First with laboratory animals and then in humans, Krueger found that ions in the air affected the production and oxidation of serotonin in the blood and brain in mammals. High levels of positive ions dramatically raised blood levels of serotonin whereas negative ions decreased them.
Serotonin, produced by the pineal gland, exerts profound effects on the endocrine and neurovascular systems, and also helps to control metabolism and such activities as blood-clotting, blood pressure and smooth-muscle contraction.
In the brain, serotonin controls the sleep–wake cycle, hunger and temperature regulation, but also mood and emotions. However, too much serotonin makes you feel ill and give you headaches; low levels make you feel drowsy and depressed.
Professor Felix G. Sulman, a pharmacologist at the University of Shibolai in Jerusalem, also studied the effects of these winds on the production of serotonin and found that in people prone to the effects of the ill winds, levels of serotonin rose sharply two days before the onset of the Sharav in Israel.
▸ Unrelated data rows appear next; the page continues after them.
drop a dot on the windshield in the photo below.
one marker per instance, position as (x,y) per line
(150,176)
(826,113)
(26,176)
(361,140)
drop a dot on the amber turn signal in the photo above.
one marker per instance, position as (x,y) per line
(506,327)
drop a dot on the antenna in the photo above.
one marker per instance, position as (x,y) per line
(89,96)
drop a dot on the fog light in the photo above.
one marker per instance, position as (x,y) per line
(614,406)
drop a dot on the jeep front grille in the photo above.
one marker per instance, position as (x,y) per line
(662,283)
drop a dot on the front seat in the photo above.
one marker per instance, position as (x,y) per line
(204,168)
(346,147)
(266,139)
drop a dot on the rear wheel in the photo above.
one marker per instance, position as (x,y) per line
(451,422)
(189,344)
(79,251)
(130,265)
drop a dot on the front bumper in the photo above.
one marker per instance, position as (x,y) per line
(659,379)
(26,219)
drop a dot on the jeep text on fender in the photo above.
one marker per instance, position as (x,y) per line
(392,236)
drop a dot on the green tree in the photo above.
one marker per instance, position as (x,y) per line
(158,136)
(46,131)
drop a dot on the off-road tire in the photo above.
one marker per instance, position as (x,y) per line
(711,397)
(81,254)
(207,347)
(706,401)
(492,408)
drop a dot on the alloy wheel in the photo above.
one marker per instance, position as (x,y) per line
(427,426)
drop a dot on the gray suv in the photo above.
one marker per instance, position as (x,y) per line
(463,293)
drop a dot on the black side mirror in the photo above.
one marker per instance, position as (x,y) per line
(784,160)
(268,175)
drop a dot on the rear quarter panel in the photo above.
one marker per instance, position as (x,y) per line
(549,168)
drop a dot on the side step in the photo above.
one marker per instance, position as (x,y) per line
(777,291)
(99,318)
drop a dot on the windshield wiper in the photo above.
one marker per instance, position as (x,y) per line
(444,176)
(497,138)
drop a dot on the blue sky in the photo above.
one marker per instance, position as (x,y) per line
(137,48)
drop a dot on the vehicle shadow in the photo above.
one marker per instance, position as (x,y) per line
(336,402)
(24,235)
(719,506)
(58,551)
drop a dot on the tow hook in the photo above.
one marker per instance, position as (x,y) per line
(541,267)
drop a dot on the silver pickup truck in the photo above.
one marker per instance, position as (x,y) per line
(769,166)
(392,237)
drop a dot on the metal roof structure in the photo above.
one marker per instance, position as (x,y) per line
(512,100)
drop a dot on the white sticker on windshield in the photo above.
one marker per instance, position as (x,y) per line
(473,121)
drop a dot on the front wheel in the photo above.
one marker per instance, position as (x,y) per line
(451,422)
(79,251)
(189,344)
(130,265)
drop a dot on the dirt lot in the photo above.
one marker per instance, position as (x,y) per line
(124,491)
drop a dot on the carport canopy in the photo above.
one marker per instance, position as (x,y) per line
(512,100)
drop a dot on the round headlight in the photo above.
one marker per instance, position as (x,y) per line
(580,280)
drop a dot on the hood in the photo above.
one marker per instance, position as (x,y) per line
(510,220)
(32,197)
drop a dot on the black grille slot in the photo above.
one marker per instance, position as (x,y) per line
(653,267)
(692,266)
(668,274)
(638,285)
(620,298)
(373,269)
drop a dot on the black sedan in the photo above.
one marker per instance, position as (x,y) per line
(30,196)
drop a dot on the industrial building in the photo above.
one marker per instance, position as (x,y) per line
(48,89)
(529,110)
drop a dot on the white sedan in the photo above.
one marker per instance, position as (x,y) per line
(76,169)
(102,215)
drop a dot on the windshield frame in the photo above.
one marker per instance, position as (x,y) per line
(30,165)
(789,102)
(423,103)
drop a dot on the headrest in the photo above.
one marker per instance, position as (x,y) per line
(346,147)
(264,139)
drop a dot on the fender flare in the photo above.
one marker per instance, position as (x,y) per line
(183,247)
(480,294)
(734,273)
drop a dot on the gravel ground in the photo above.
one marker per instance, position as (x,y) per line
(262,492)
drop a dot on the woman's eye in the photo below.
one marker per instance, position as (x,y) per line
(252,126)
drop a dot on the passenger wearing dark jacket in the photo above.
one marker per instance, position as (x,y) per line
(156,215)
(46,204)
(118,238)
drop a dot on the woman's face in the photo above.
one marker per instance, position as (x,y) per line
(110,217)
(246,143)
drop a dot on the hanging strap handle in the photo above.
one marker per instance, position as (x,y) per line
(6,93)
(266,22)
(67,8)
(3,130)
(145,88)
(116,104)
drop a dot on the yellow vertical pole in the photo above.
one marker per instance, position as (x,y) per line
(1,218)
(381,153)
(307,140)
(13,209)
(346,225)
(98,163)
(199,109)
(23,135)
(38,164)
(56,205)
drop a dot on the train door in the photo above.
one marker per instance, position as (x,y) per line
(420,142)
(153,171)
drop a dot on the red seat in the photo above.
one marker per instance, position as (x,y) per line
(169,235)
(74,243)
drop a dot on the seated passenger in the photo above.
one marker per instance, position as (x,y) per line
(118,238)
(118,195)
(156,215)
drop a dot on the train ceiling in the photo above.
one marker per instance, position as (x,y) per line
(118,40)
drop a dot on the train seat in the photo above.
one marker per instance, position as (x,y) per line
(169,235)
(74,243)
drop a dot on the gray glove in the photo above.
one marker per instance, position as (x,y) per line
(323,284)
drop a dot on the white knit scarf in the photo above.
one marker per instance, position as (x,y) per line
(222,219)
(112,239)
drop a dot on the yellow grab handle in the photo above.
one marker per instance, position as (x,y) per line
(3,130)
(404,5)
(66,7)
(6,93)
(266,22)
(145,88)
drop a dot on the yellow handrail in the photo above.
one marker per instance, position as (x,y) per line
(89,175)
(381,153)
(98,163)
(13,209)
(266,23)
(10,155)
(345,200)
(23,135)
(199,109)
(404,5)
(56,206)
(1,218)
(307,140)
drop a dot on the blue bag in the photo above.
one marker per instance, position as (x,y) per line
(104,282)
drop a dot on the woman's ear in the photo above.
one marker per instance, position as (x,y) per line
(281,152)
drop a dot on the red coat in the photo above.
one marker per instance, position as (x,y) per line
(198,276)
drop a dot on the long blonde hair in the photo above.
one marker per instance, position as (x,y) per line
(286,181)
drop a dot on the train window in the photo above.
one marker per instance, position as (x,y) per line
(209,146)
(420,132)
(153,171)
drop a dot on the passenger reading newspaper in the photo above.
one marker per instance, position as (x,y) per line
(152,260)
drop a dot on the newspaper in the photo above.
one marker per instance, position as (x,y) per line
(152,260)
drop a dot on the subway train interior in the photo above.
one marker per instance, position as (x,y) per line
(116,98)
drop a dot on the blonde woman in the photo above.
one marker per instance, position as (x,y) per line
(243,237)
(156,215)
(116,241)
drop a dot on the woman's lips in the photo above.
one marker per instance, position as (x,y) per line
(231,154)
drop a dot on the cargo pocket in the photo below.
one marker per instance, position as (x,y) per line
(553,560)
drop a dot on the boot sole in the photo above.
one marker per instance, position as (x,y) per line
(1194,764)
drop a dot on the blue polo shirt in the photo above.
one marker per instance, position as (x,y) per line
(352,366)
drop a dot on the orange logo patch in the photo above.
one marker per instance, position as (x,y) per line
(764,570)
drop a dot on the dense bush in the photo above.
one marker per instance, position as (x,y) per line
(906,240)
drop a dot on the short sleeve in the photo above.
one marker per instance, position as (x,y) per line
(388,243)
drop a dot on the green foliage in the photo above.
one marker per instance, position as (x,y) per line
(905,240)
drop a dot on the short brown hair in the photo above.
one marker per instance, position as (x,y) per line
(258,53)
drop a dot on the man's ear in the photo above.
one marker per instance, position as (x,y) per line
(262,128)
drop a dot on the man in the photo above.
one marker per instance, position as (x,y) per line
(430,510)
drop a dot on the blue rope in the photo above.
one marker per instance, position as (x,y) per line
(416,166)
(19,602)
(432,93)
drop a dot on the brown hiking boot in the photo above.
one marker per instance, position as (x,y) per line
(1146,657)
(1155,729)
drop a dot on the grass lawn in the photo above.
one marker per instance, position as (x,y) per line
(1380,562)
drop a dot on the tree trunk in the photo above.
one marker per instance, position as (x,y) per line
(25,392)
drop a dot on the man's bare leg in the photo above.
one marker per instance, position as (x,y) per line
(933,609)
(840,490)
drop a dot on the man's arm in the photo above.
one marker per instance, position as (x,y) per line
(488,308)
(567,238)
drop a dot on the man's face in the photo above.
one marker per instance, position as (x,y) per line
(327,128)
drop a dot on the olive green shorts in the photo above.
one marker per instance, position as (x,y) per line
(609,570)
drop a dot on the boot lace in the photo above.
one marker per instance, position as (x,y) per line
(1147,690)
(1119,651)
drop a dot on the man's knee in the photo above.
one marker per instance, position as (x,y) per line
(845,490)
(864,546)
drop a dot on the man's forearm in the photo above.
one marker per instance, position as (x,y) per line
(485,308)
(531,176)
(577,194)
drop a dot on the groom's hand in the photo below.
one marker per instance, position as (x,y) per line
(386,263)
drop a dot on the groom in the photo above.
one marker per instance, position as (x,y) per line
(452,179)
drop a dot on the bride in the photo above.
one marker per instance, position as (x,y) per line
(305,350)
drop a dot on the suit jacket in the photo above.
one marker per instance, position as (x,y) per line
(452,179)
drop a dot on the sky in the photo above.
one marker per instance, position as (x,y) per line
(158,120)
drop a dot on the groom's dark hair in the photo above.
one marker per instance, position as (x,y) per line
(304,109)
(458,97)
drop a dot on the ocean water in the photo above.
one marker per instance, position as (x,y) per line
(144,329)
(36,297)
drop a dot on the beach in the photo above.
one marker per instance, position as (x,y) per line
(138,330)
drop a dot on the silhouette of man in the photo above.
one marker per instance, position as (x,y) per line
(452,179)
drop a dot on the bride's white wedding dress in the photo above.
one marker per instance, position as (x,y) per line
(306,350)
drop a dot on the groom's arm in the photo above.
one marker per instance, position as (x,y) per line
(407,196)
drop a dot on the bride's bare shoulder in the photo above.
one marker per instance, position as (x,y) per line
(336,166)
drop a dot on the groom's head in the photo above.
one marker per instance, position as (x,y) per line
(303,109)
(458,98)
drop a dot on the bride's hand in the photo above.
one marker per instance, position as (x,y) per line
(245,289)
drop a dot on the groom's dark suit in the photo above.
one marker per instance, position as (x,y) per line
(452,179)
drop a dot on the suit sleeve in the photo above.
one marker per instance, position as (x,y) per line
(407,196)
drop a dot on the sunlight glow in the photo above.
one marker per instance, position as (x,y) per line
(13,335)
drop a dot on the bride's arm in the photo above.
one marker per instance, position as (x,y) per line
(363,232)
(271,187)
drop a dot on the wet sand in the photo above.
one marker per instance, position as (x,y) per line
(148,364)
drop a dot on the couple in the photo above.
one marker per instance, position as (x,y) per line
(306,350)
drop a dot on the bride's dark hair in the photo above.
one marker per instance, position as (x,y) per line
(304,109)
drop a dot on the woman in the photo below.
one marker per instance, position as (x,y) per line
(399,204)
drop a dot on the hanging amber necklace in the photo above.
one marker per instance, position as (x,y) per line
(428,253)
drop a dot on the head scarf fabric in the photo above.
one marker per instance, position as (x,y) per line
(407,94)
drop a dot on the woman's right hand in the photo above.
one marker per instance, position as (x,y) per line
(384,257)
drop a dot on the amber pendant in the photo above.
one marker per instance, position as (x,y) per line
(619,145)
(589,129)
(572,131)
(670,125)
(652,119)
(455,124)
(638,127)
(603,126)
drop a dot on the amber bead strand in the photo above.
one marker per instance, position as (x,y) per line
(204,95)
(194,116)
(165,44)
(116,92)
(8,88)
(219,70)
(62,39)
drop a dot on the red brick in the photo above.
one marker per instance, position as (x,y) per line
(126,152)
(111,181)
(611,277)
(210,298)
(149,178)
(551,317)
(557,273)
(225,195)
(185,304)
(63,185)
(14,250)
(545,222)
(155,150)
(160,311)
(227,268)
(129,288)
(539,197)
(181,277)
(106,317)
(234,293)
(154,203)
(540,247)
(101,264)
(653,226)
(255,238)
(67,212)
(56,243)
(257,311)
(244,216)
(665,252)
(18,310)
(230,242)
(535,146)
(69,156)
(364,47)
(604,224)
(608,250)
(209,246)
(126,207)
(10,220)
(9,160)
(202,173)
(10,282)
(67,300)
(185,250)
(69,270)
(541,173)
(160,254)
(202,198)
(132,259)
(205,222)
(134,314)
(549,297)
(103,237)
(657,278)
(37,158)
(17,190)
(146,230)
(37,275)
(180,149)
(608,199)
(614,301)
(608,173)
The levels remained high and only leveled off after the winds finally diminished.
So what’s the connection between solar activity and the level of ions in the air? Several years ago a joint team of scientists from the National Space Institute at the Technical University of Denmark (DTU Space) and the Hebrew University of Jerusalem made the link between solar activity and changes in the cloud cover of the Earth.
The more solar activity, they discovered, the more the Earth is protected from cosmic rays and the less the cloud cover. The less the solar activity, the more cosmic rays and the higher number of clouds.
Clouds are large concentrations of ions (and lots of positive ions in polluted areas). The sun is unusually quiet this year, with less activity, meaning we have more unshielded cosmic rays and so an increase in ions. And high levels of ions, as we know, affect human physiology and behavior.
Does this prove that the sun caused COVID-19? Short answer: no. But until we recognize that we are, essentially, an intergalactic superorganism, we will never be able to fully understand health issues like pandemics – much less ourselves.